Berbeda dalam pandangan
muslim seperti pendapat al-Farabi yang menyatakan jiwa tidak dapat mengada
dengan mandiri dalam tubuh karena ia adalah daya intelek potensial-material
manusia yang berkembang menjadi intelek aktual dan dapat memikirkan
bentuk-bentuk immaterial. Karenanya, menurut al-Farabi jiwa-jiwa manusia yang
tidak berkembang menjadi intelek aktual tidak dapat menyelamatkan kematian
badan karena ia hanya sebagai daya dalam badan. Kemudian berbeda lagi dengan
pendapatnya Ibn Sina yang mengatakan bahwa sekalipun jiwa intelek potensial, ia
adalah entelek dari substansi spiritual immaterial yang dapat mengada secara
mandiri dari badan.[19]
Dalam kaitannya tentang
eskatologi, menurut Mullasadhra bahwa jiwa telah tercipta sebelum tubuh
diciptakan yang kemudian bergabung dengan fisik yang baru diciptakan.[20] Meskipun
demikian, ada juga beberapa filosof sebelum Mullashadra yang berpandangan bahwa
jiwa tidak mendahului raga, seperti al-Farabi dan al-Ghazali yang meyakini
bahwa jiwa belum ada sebelum adanya raga, hanya saja keduanya tidak memberikan
penjelasan secara terperinci bagaimana jiwa dan raga muncul bersamaan.
Hal lain yang perlu
diperhatikan di sini ialah bahwa tersusunnya manusia dari ruh dan tubuh tidak
seperti zat kimia yang terdiri dari dua unsur, semisal tersusunnya air dari oksigen
dan hidrogen, yang apabila salah satunya berpisah dari yang lainnya, wujud
susunan tersebut akan sirna berikut seluruh sifat susunannya. Sementara ruh
adalah unsur substansial dan hakikat manusia. Selama ruh itu ada, kemanusiaan
manusia dan kepribadiannya tetap ada dan utuh dengan sendirinya. Oleh karena
itu, perubahan dan pergantian sel-sel tubuh tidak merusak kesatuan pribadi,
karena standar kesatuan hakiki manusia adalah ruhnya yang satu.[21]
Para filosof muslim
berpandangan bahwa jiwa akan tetap ada setelah kehancuran raga mengingat jiwa
bersifat transenden dan tidak bergantung kepada raga kecuali sebagai identitas
bagi dirinya.

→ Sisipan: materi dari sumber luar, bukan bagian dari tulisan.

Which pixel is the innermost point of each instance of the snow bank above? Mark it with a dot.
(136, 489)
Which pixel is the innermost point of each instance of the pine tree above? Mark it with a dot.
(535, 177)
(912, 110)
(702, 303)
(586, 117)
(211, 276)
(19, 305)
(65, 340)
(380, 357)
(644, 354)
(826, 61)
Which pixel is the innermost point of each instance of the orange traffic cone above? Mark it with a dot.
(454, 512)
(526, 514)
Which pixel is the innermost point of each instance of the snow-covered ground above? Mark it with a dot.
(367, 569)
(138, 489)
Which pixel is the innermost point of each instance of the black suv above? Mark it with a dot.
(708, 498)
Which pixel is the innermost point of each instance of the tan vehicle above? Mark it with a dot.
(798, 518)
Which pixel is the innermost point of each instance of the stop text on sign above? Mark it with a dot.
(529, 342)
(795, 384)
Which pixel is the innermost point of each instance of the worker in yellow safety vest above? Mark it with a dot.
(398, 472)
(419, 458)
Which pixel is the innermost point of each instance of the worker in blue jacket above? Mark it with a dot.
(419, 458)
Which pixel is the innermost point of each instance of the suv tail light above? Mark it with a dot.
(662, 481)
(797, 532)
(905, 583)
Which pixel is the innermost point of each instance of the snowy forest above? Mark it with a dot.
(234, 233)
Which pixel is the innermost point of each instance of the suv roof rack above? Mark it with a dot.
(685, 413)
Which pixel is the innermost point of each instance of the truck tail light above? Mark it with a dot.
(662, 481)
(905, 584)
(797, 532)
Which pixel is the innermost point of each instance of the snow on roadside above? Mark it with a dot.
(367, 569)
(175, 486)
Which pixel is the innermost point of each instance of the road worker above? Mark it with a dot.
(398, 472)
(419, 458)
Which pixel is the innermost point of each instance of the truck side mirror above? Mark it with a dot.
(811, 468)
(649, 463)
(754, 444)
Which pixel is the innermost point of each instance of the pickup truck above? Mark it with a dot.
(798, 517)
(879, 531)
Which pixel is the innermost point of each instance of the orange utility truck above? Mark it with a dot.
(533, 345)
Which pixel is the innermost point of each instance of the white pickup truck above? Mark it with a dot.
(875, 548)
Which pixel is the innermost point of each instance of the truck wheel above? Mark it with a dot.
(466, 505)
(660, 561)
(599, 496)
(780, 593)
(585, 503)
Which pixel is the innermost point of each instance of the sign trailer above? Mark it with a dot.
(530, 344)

Senada dengan apa yang dikemukakan Ibn Sina bahwa sesungguhnya
jiwa tidaklah mengalami kematian hanya karena kematian raga dan bahkan tidak akan
mengalami kehancuran sama sekali.[22] Berbeda
dalam pandangan Budha bahwa sesungguhnya manusia tidaklah memiliki jiwa sesuai
dengan ajarannya tentang anatta (tanpa jiwa), sehingga Budha dinilai
sebagai agama yang aneh kalau pun disebut dengan agama.[23]
Dalam kepercayaan
beberapa agama, terdapat ritus-ritus penguburan yang akan memberikan bukti amat
jelas bahwa ketika seluruh tubuh tidak berfungsi jiwa dan tubuh akan terpisah
dan kembali ke tempat asalnya sesuai otonomi ang dimilikinya. Secara umum,
seluruh jiwa menerima takdir yang sama dengan dan menjalani kehidupan yang juga
sama. Akan tetapi ada perlakuan khusus yang diberikan kepadanya sesuai dengan
perilakunya semasa hidup di dunia. Dan untuk memperjelas hubungan jiwa dan
tubuh yang mandiri karena bukan sesuatu yang tersusun atau menyatu karena
memiliki eksistensi ini dapat terlihat dalam bentuk kematian.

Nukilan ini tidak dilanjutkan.